As activist organizations such as All of Us or None, Critical Resistance, and JustLeadershipUSA have been insisting for years now, there are a range of concrete measures that can help facilitate this repair: comprehensive sentencing reform (including the elimination of mandatory minimums, three strikes laws, and life without the possibility of parole); making reintegration, not retribution, the chief objective of correctional institutions; abolishing the costly, counterproductive “nature of the crime” criterion in parole hearings, which keeps a growing population of aging prisoners behind bars irrespective of how little risk they pose to public safety; and expanding mental health and addiction treatment programs to which court-involved individuals can be diverted.

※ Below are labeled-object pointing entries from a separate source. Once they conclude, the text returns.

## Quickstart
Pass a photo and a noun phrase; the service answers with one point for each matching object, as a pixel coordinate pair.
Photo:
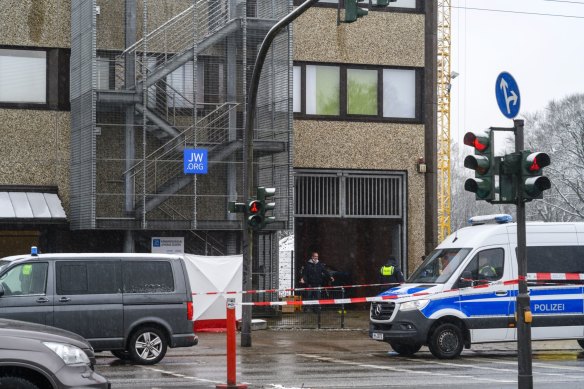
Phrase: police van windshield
(439, 266)
(3, 264)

These must be accompanied by a concerted, large-scale effort to redress — by way of massive reinvestment in schools, social services, health care (especially Medicaid), and affordable housing — the economic degradation of America’s urban peripheries.

But I learned another, perhaps more vital lesson from my students at Sing Sing: that ending the scourge of mass imprisonment must involve dismantling our degrading, dehumanizing narratives about both the innocent and the guilty, and that this can only happen once we’re willing to listen to their voices — all voices, not just the ones we’re already primed to hear.